Example 5 Release Characteristics of Tranilast Preparation A tranilast preparation prepared in Example 1 without using an excipient was prepared using a cascade impactor, which is an artificial airway and lung model, as in Examples 2 to 4. The dispersibility and tissue reach of various samples were examined. Sample: tranilast pulverized + lactose carrier tranilast pulverized + filled erythritol carrier both formulations in Japanese Pharmacopoeia two items capsules were analyzed using a jet Heller. When the amount of the tranilast preparation collected at each stage was measured, the drug delivery rate to the lungs and bronchi was calculated as shown in Table 4.

[0038]

[Table 4]

[0039] From the results shown in Table 4, whereas the lactose carrier is somewhat lower target tissue arrival rate, it can be seen that the improved target tissue arrival rate is remarkable when using erythritol carrier.

[0040]

According to the present invention, the use of a sugar alcohol containing erythritol or sorbitol, which is a low-hygroscopic and low-adhesion compound, as a carrier facilitates dissociation between the fine particles containing the drug and the carrier. Tissue selectivity,
Properties of the powder preparation such as bioavailability can be improved.

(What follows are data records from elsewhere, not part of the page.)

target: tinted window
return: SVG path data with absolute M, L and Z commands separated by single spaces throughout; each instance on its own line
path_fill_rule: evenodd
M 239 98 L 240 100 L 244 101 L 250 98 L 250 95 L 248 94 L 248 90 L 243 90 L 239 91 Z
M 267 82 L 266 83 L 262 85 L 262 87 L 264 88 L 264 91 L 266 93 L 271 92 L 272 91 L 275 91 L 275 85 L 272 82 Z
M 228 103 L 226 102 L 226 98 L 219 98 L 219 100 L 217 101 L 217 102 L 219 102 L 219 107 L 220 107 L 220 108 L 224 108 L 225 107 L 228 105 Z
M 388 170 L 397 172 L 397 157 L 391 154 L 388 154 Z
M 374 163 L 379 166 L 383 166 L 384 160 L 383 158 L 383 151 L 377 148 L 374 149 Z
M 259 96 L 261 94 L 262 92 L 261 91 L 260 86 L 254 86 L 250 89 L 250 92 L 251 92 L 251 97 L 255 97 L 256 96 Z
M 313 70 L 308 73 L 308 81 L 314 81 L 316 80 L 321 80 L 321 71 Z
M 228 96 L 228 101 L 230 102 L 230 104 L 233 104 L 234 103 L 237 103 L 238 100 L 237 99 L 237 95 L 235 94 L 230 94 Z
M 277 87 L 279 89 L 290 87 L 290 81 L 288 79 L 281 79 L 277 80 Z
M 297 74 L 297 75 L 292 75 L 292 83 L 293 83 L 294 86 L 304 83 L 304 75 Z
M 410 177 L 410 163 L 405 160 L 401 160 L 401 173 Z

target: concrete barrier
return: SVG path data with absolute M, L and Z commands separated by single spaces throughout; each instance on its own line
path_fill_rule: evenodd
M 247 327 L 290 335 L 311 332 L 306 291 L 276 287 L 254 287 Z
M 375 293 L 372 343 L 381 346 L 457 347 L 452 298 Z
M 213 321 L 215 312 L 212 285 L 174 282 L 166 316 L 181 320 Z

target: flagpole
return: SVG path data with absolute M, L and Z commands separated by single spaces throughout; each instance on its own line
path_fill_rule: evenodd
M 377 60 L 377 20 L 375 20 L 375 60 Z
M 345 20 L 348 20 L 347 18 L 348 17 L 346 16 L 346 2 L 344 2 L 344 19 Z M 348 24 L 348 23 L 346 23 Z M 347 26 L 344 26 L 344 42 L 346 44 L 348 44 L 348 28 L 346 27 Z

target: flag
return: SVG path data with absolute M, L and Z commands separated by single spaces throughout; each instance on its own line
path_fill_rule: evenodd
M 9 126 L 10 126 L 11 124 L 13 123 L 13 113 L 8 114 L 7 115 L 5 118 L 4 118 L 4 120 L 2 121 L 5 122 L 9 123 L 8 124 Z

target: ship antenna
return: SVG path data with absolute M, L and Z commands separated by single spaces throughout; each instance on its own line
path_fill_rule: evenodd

[Brief description of the drawings]

FIG. 1 shows the results of cascade impactor analysis of glucagon formulations.

 ────────────────────────────────────────────────── ─── Continuing on the front page (72) Kazuhisa Kashimoto 1-2-2 Kubogaoka, Moriya-machi, Kitasoma-gun, Ibaraki Pref.

Claims (7)

[Claims] 1. A powder preparation obtained by mixing fine particles containing a drug with a sugar alcohol as a carrier having an aerodynamically acceptable particle size. 2. The method according to claim 1, wherein the sugar alcohol is erythritol and / or
Or sorbitol, powder formulation according to claim 1. 3. A powder formulation is a inhalants or nasal preparations, powder formulation according to claim 1 or 2. 4. The powder preparation according to claim 1, wherein the particle size of the carrier is in the range of 10 to 200 μm. 5. The powder formulation according to claim 1, wherein the fine particles further comprise an excipient. 6. The powder formulation according to claim 5, wherein the excipient is erythritol. 7. ratio of fine particles and the carrier are 1: 100
The powder formulation according to any one of claims 1 to 6, which is in the range of 10: 1.